CdA Mines sets income mark
Higher silver prices, along with a boost in production, helped Coeur d’Alene Mines Corp. report record income for the first quarter.
The company’s net income was $14.3 million, or 5 cents per share, compared with a net loss of $1.1 million during the first quarter of 2005.
Metal sales generated nearly $45 million during the first quarter. The company’s silver production increased and costs went down while prices for silver rose. Gold prices also rose during the quarter.
In other news, officials said the company’s Kensington Mine in Alaska should start producing gold at the end of 2007.
Spokane
Ad firm opens California office
Spokane advertising firm Magner Sanborn announced it has opened an office in Santa Monica, Calif., to work on projects with a Los Angeles wireless communications client.

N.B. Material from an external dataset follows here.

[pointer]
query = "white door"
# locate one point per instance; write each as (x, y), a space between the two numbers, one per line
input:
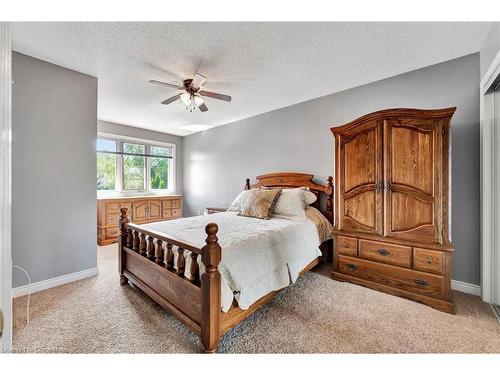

Dennis Magner, president of Magner Sanborn, said the work for wireless company Amp’d Mobile Inc. requires the firm to spend time daily with that client.
The company will have three to five employees in Santa Monica. Workers from the Spokane office will also spend time traveling to that office, said Magner.
Magner Sanborn provides advertising and brand design and specializes in integrated brand marketing, said Magner. It’s done work for Yoke’s Markets, Netflix and others.
Kirkland, Wash.
Larry’s Markets files bankruptcy
West-side grocery store chain Larry’s Markets Inc. has filed for Chapter 11 bankruptcy protection and is planning to be acquired this summer.
“There are several interested parties with whom we are talking,” Larry’s Chief Executive Mark McKinney said in a news release Monday. “Our plan is to sell our stores and preserve the employment of our employees and our service to our customers in a seamless transition.”
He blamed heavy debts and an increasingly competitive market for the company’s troubles.
Larry’s has 550 workers with stores in Redmond, Bellevue, Kirkland, Tukwila and two in Seattle.
Spokane
Phoenix Project topic of meeting
A group that’s backing a concept it calls the Phoenix Project will hold a panel discussion on the topic Wednesday at the Spokane Intercollegiate Research & Technology Institute (SIRTI).
The Phoenix Project is envisioned as a cross between “Seattle’s Pike Place Market … (and) a mini-Silicon Valley,” according to Chris Kelly, of the Entrepreneurs Forum of the Great Northwest, one of the groups that supports the concept. Proponents envision artisans sharing space with professional-service businesses and tech companies in a location within Spokane’s University District or Terabyte Triangle.